Now the law came in to increase the trespass, but where sin increased, grace abounded all the more, so that, as sin reigned in death, grace also might reign through righteousness leading to eternal life through Jesus Christ our Lord. (Romans 5:20-21)
The law does not end sin, does not make new beings, it only makes matters worse. Where the old continuity is maintained, sin does not end. No matter how much religious pressure is applied, sin only grows. But, Paul has the audacity to say where sin abounded, grace abounded all the more. But this is disaster for the old and its thinking. For then, it seems, the floodgates of iniquity are opened! Shall we not sin the more that grace may abound? Here we arrive at the crucial point. Here the pious old Adam can only recoil in horror from the thought of unconditional grace and try to protect the continuity of the old self by making compromises: some fateful mixture of grace and law, a little bit of human cooperation, perhaps the addition of a third use of the law, some heavy breathing about sanctification, and so on. But the radical gospel will have none of that.
Shall we sin the more that grace may abound? By no means! Why? For you have died and how can you who have died to sin still live in it? The reason why abounding grace does not lead to sin lies in the fact that in its radicality it puts an end to the old, not in some species of compromise with the old. Furthermore, we miss the radicality of that if we do not see that this death is announced as accomplished fact: you have died. The death is not something yet to be done, one last act of spiritual suicide for “free choice.” If Jesus died for all, then all have died (2 Cor. 5:14).

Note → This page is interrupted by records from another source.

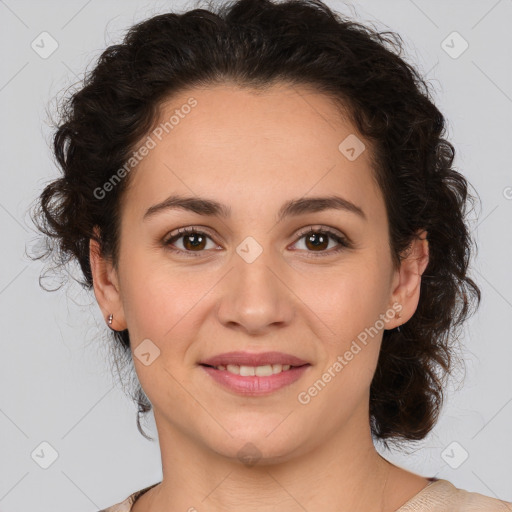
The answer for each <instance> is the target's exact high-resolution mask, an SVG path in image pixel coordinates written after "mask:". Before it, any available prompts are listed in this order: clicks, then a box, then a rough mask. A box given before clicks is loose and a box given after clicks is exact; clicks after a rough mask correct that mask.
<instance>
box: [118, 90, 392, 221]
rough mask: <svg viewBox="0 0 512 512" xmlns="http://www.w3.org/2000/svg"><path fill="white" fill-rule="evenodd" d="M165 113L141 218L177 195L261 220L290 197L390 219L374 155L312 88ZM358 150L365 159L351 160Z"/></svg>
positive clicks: (166, 109) (326, 98)
mask: <svg viewBox="0 0 512 512" xmlns="http://www.w3.org/2000/svg"><path fill="white" fill-rule="evenodd" d="M159 114H160V115H159V118H158V119H157V120H156V123H155V125H154V128H153V129H152V131H151V132H150V133H149V134H148V136H149V137H150V138H151V140H152V141H153V143H152V144H151V145H152V146H154V147H153V148H152V149H151V150H150V151H149V152H148V154H147V155H146V156H145V157H144V158H143V159H142V160H141V161H140V163H139V164H138V165H137V167H136V169H135V171H133V175H132V176H131V182H130V188H129V190H128V191H127V193H126V197H125V200H124V201H125V202H126V203H130V205H131V207H130V208H129V211H130V212H132V213H133V214H134V215H135V214H136V213H137V215H138V216H139V217H142V216H143V214H144V211H145V209H147V208H148V207H149V206H151V205H152V204H153V203H156V202H159V201H161V200H163V199H165V197H167V196H168V195H170V194H172V193H181V194H186V195H188V196H190V195H197V196H202V197H210V198H212V197H215V199H216V200H218V201H219V202H222V203H225V204H230V205H233V208H232V209H233V211H234V212H235V213H236V211H237V209H238V210H239V211H242V210H247V209H248V207H249V205H250V204H251V203H254V204H259V211H258V214H260V213H262V212H261V209H262V205H261V199H262V198H264V199H265V202H266V207H267V208H272V209H275V210H277V209H278V208H279V207H280V206H281V204H282V203H283V201H284V200H286V199H291V198H297V197H302V196H304V195H326V194H332V193H339V195H343V196H346V197H347V199H349V200H350V201H352V202H354V203H356V204H358V205H365V206H366V207H365V211H369V213H370V214H371V210H374V213H375V215H382V208H383V203H382V198H381V197H380V191H379V190H378V187H377V185H376V183H375V181H374V178H373V170H372V168H371V159H370V156H371V155H370V147H369V146H368V145H367V143H366V142H363V139H362V137H360V136H358V135H357V134H356V130H355V128H354V127H353V126H352V125H351V123H350V122H349V121H348V120H347V119H346V117H343V116H342V115H341V113H340V111H339V109H338V108H337V106H336V105H335V104H334V102H333V101H332V100H331V99H330V98H328V97H327V96H325V95H322V94H320V93H318V92H315V91H314V90H312V89H308V88H299V87H297V86H287V85H275V86H272V87H270V88H268V89H266V90H264V91H256V90H254V89H249V88H240V87H238V86H235V85H219V86H215V87H208V88H193V89H188V90H186V91H183V92H181V93H180V94H176V95H174V96H173V97H172V98H169V99H168V100H166V101H165V102H164V103H162V104H161V105H160V112H159ZM144 141H146V142H147V141H148V139H146V138H144V140H143V142H144ZM363 144H365V149H364V150H362V148H363V147H364V146H363ZM350 147H353V148H354V149H355V151H356V152H357V153H356V156H357V154H358V153H360V154H359V155H358V156H357V158H355V159H354V158H353V155H354V152H352V153H348V154H347V153H346V150H347V149H350ZM347 155H348V156H349V157H350V158H348V157H347ZM137 210H138V211H137ZM143 210H144V211H143ZM255 213H256V212H255Z"/></svg>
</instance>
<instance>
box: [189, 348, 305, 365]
mask: <svg viewBox="0 0 512 512" xmlns="http://www.w3.org/2000/svg"><path fill="white" fill-rule="evenodd" d="M199 364H207V365H209V366H220V365H224V366H227V365H228V364H236V365H238V366H265V365H267V364H289V365H290V366H302V365H304V364H309V363H308V361H304V360H303V359H299V358H298V357H296V356H292V355H290V354H284V353H283V352H261V353H251V352H240V351H238V352H226V353H224V354H218V355H216V356H214V357H210V358H209V359H205V360H204V361H200V363H199Z"/></svg>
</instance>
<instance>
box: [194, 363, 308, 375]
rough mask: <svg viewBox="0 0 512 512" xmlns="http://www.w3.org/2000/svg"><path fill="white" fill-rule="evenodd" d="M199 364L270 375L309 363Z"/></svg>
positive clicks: (253, 373) (207, 366) (210, 367)
mask: <svg viewBox="0 0 512 512" xmlns="http://www.w3.org/2000/svg"><path fill="white" fill-rule="evenodd" d="M200 366H204V367H207V368H212V369H214V370H219V371H226V372H229V373H231V374H233V375H240V376H242V377H254V376H256V377H270V376H271V375H277V374H280V373H283V372H288V371H290V370H292V371H293V370H294V369H295V368H302V367H303V366H311V365H310V364H309V363H305V364H301V365H290V364H266V365H260V366H248V365H238V364H227V365H222V364H220V365H216V366H214V365H209V364H204V363H200Z"/></svg>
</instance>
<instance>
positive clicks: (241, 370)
mask: <svg viewBox="0 0 512 512" xmlns="http://www.w3.org/2000/svg"><path fill="white" fill-rule="evenodd" d="M199 366H200V367H201V368H202V369H203V370H204V371H205V373H206V374H208V376H209V377H210V378H211V381H212V382H215V383H216V384H219V385H220V386H221V388H222V389H224V390H227V391H229V392H231V393H234V394H236V395H238V396H240V395H241V396H244V397H262V396H267V395H270V394H272V393H275V392H276V391H278V390H280V389H282V388H284V387H287V386H290V385H292V384H293V383H294V382H297V381H298V380H299V379H300V378H301V377H302V376H303V375H304V373H307V371H308V368H309V367H311V364H309V363H306V364H302V365H298V366H293V365H288V364H285V365H282V364H272V365H270V364H269V365H260V366H245V365H241V366H240V365H234V364H228V365H216V366H214V365H209V364H204V363H201V364H200V365H199ZM206 389H208V388H206Z"/></svg>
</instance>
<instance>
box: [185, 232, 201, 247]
mask: <svg viewBox="0 0 512 512" xmlns="http://www.w3.org/2000/svg"><path fill="white" fill-rule="evenodd" d="M194 237H198V238H199V239H200V240H199V241H198V242H197V243H194V242H191V239H193V238H194ZM202 242H203V237H202V236H201V235H199V234H198V233H192V234H191V235H188V236H187V237H185V243H188V244H191V245H192V247H195V248H197V247H199V246H200V245H201V244H202Z"/></svg>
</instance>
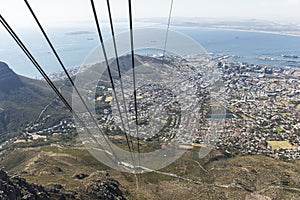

There is too much timidity, too much worry that the gospel is going to harm someone, too much of a tendency to buffer the message to bring it under control. It is essential to see that everything hangs in the balance here. Faith comes by hearing. Will the old persist? Will we understand ourselves to be continuously existing subjects called upon to exercise our evanescent modicum of free choice to carve out some sort of eternal destiny for ourselves? That depends. It depends on whether someone has the courage to announce to us, “You have died and your life is hidden with Christ in God!”